I visited Erasmus University on a sabbatical visit. While there, I interviewed some of the faculty about their research. Here is the second interview, where I asked marketing professor Nicole Mead about her research on money
Does handling money make you a bad person?
So there you have it: It depends on whether the money is clean or dirty. Dirty money leads to bad behavior.

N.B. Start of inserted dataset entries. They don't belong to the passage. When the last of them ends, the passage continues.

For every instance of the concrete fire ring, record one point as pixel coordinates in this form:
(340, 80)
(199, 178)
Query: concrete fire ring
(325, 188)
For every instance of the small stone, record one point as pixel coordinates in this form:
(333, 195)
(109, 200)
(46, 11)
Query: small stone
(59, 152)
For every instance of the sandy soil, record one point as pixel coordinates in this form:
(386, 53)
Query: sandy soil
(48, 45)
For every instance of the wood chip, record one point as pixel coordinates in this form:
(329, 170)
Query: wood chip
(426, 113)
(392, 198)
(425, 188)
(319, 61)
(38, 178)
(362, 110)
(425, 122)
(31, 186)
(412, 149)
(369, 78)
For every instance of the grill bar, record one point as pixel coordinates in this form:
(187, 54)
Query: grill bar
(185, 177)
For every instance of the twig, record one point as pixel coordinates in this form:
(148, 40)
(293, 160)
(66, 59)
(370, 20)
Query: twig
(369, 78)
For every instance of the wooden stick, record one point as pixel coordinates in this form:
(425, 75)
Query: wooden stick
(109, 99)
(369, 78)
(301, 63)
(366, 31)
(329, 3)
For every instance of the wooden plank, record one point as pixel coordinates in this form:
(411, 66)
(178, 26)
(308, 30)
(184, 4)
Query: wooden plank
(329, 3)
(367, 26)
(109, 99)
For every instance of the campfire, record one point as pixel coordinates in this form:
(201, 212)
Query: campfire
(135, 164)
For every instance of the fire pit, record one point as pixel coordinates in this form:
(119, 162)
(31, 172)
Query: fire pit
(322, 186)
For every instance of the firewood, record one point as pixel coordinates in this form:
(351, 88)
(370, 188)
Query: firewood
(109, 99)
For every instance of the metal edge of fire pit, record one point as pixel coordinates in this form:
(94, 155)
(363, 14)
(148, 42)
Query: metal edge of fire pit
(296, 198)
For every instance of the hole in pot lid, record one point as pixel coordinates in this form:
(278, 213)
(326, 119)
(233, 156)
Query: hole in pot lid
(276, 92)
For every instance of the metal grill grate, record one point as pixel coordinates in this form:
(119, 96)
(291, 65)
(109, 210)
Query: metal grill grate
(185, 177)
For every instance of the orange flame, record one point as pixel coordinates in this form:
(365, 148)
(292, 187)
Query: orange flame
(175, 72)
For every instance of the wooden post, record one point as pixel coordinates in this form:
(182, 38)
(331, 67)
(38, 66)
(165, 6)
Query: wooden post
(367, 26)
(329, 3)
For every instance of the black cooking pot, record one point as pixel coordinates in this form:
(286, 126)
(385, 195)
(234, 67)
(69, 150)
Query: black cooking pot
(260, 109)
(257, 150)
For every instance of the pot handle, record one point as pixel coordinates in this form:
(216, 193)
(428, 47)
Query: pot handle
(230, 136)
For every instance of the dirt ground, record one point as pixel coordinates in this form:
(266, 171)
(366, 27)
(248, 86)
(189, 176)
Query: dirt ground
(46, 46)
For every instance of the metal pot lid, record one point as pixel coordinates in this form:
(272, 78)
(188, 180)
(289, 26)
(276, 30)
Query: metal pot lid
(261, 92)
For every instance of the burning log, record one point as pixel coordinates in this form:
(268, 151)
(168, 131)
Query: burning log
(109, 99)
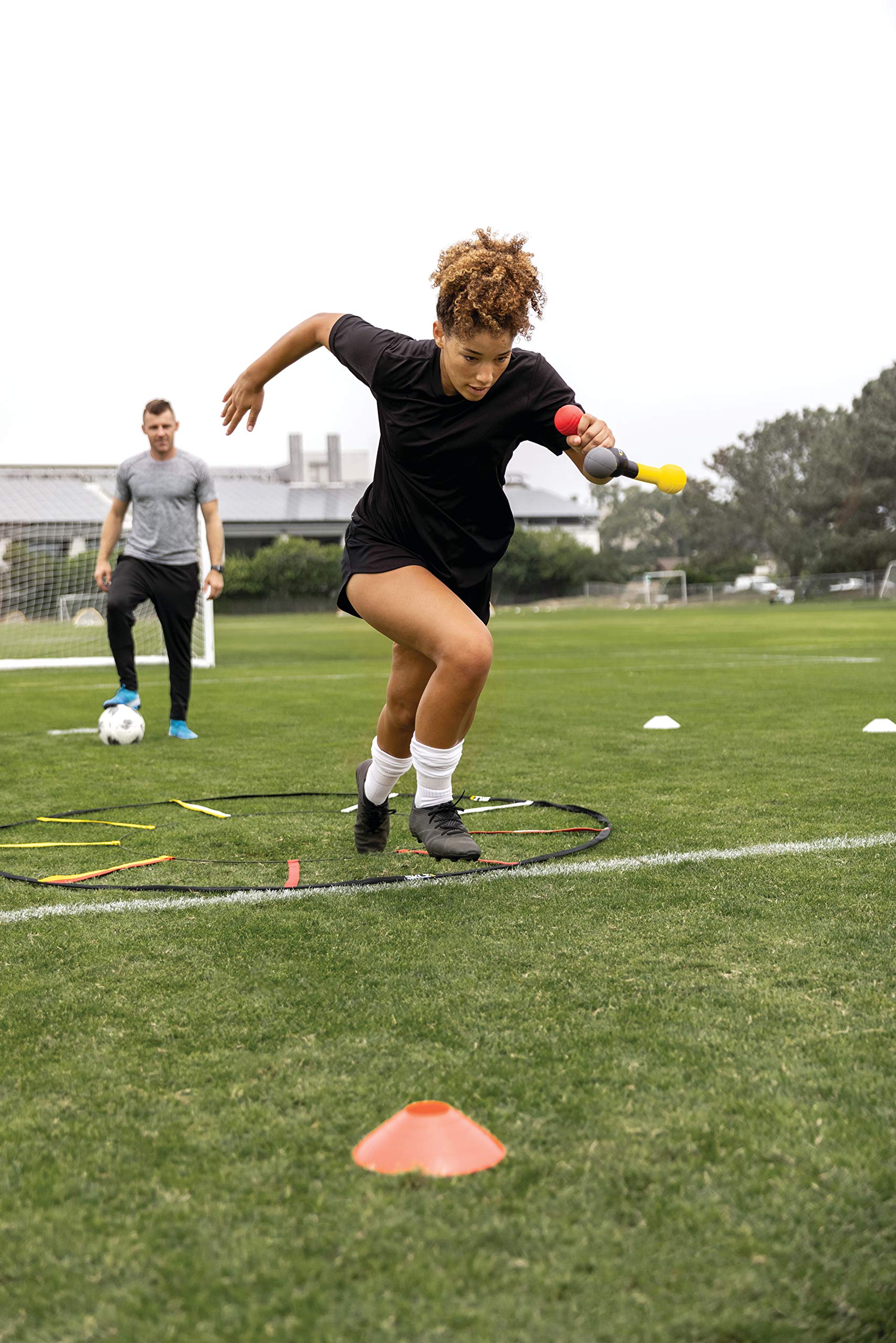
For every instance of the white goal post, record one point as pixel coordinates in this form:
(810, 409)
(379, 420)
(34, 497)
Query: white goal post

The paper: Yang, Qing, Wu, Xiaochang, Zhou, Xinyue, Mead, Nicole L., Vohs, Kathleen D. & Baumeister, Roy F. (Forthcoming). Diverging effects of clean versus dirty money on attitudes, values, and interpersonal behavior. Journal of Personality and Social Psychology
Does the cue of money lead to selfish, greedy, exploitative behaviors or to fairness, exchange, and reciprocity? We found evidence for both, suggesting that people have both sets of meaningful associations, which can be differentially activated by exposure to clean versus dirty money. In a field experiment at a farmers’ market, vendors who handled dirty money subsequently cheated customers, whereas those who handled clean money gave fair value (Experiment 1). In laboratory studies with economic games, participants who had previously handled and counted dirty money tended toward selfish, unfair practices— unlike those who had counted clean money or dirty paper, both of which led to fairness and reciprocity. These patterns were found with the trust game (Experiment 2), the prisoner’s dilemma (Experiment 4), the ultimatum game (Experiment 5), and the dictator game (Experiment 6). Cognitive measures indicated that exposure to dirty money lowered moral standards (Experiment 3) and reduced positive attitudes toward fairness and reciprocity (Experiments 6–7), whereas exposure to clean money had the opposite effects. Thus, people apparently have 2 contradictory sets of associations (including behavioral tendencies) to money, which is a complex, powerful, and ubiquitous aspect of human social life and cultural organization.